A: The counter will show up next to the bookmark? And the idea behind the counter you can set the counter for whatever you choose. You can expect the activity to be a real-world action. When you click through to that application, it should be obvious that they’ve taken the action that they’ve taken. We don’t want the counters to always be on. It must represent a real action and when the user takes it, they counter goes lower to zero.

Q: Wondering about the stream thing — there’s a middle use case, which is publish to a friend’s wall. I was wondering if that’s been addressed.

A: It hasn’t.

Q: Question on verified applications — are you killing the verified apps program or raising the standards across the board?

A: The verification program will be a brand — the standalone program will be ending. We’ll be taking those policies and extending it across the platform.

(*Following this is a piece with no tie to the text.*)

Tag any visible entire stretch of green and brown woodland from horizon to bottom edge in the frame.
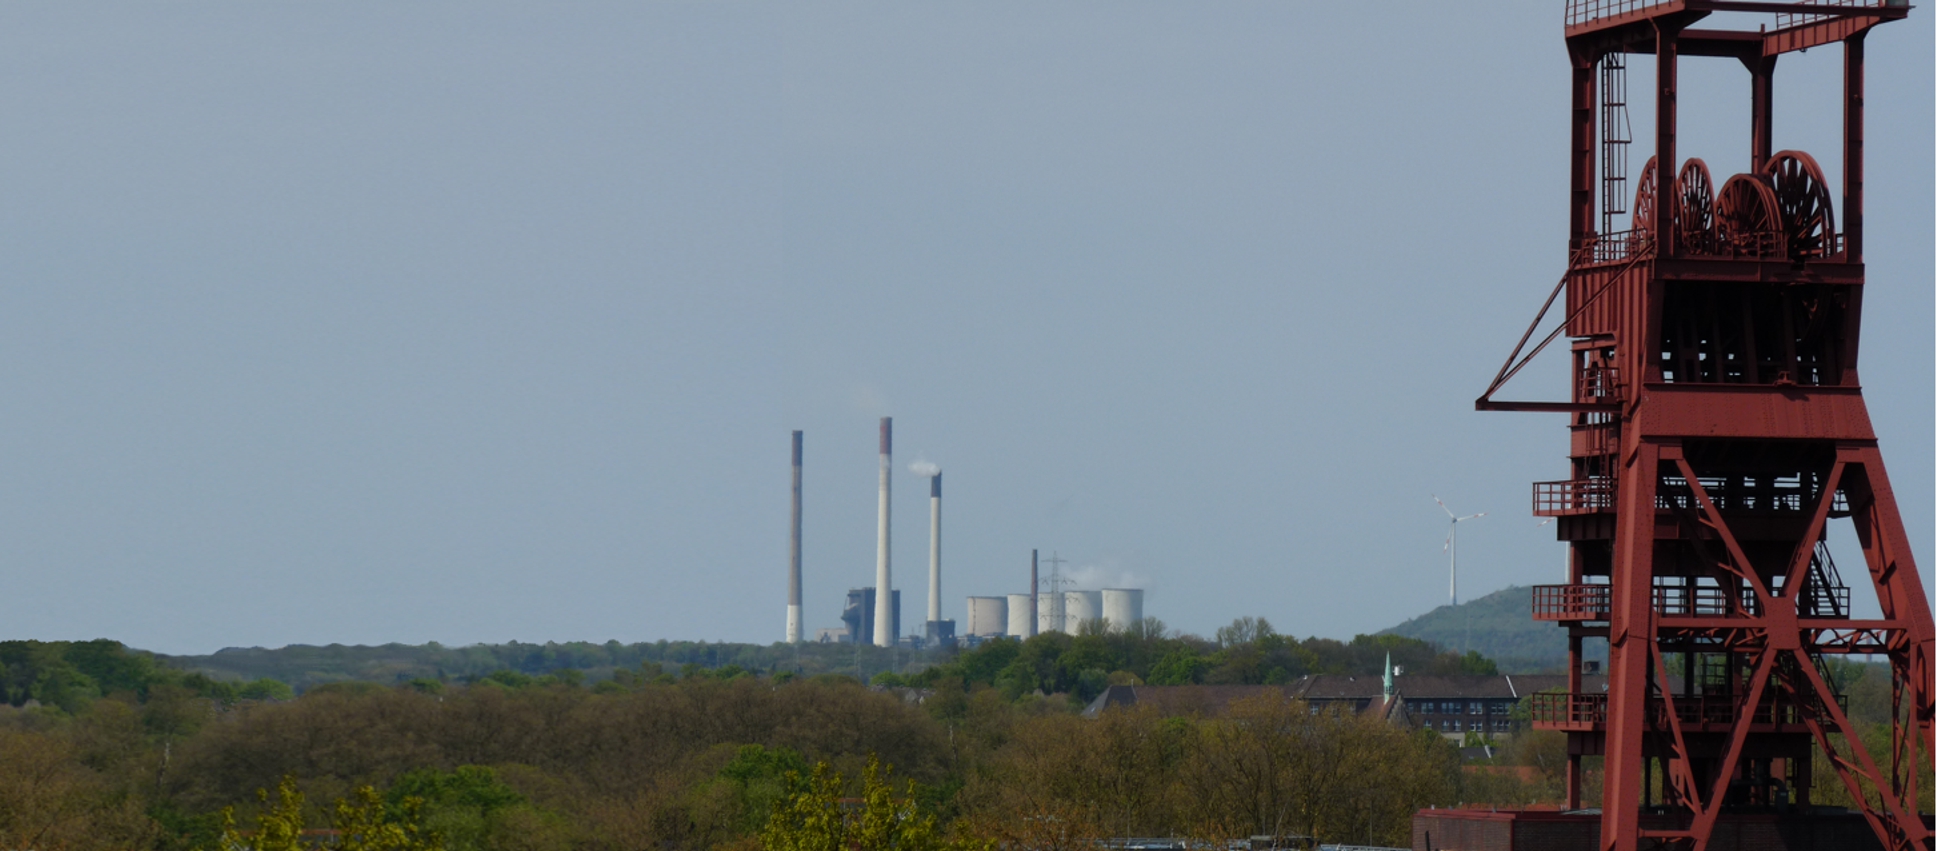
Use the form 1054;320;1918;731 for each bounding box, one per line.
0;620;1889;851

Q: Another question about stream publishing — is there any other information about prioritization or which ones show up in the news feed? There’s some black magic number based on popularity.

A: So stories show up in the news feed because there’s been a high level of engagement from the users friends around that story. We define that as “likes” and comments. My advice is create stream stories that users want to share with their friends that are highly engaging. The answer to your question to how they show up in search results? I don’t have the answer to that.

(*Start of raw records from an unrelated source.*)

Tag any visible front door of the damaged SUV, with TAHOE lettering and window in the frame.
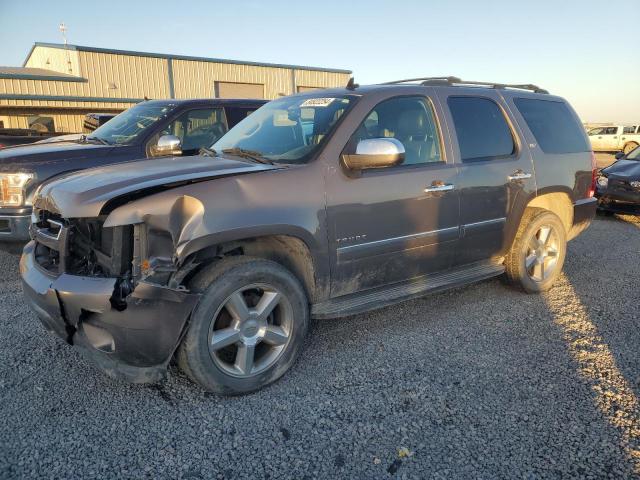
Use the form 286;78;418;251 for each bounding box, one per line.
327;96;459;296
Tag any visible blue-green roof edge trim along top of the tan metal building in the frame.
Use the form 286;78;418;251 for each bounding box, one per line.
24;42;352;74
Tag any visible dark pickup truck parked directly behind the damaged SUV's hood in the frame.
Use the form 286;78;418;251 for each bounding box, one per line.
0;99;266;241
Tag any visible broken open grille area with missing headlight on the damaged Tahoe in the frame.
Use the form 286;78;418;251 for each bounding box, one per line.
31;210;133;277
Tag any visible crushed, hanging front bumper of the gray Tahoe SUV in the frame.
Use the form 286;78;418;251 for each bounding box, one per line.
20;242;200;383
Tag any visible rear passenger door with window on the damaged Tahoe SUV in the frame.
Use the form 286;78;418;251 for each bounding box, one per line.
441;89;535;265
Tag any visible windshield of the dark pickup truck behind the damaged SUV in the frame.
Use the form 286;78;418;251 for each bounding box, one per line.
87;103;175;145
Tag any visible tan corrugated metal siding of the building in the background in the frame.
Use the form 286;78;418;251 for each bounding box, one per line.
0;45;349;125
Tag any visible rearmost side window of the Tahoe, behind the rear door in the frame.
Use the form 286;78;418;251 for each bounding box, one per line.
513;98;588;153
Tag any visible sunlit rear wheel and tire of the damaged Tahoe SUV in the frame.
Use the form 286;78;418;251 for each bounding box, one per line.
504;208;567;293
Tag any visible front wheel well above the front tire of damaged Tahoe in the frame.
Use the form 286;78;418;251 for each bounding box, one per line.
186;235;319;302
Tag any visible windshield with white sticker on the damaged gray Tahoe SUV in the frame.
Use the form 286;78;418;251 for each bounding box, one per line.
212;95;356;163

Ethan Beard: We want to try and maintain backward compatibility whenever possible. Facebook as a product changes very quickly. There are times when it’s impossible to maintain backwards compatibility. Our goal is to provide as much warning as possible. We typically provide as much as 30 days. For major changes, we try to provide significantly more. We understand that these changes could be hard.

Q: Sometimes notifications are used for light-weight interaction — like your friend has gotten a higher score than you. It might not make sense to do a full pop-up for that.

A: That type of communication could appear in a couple other places. Lots of actions on that take place via e-mail. Similarly, the counter feature that we talked about before would be a great way to indicate to the user that you have some indicate that you need to take inside.

Q: Are you making any changes to profiles?

A: Profiles should be a place where they communicate their authentic identity. We’re working on changes to the profile page that we can’t share at the moment. They will affect developers. Profile boxes which are used to help users show their identity are going away. Similarly, the boxes tab, which we know and love will be going away. Profile tabs, which will be in place, will be narrowed. They are 710 pixels. They’ll be going to 560. But I think it’s 710 to 560.

It’s not that we don’t want applications to grow quickly. It’s just that we don’t want them to grow quickly through policy violations. And our goal is not to be shutting down applications, but to make sure they’re not abusing policies around the areas of growth. If we see them abusing policies, we may cut off growth channels. We will continue to shut down applications that are grossly violating our policies.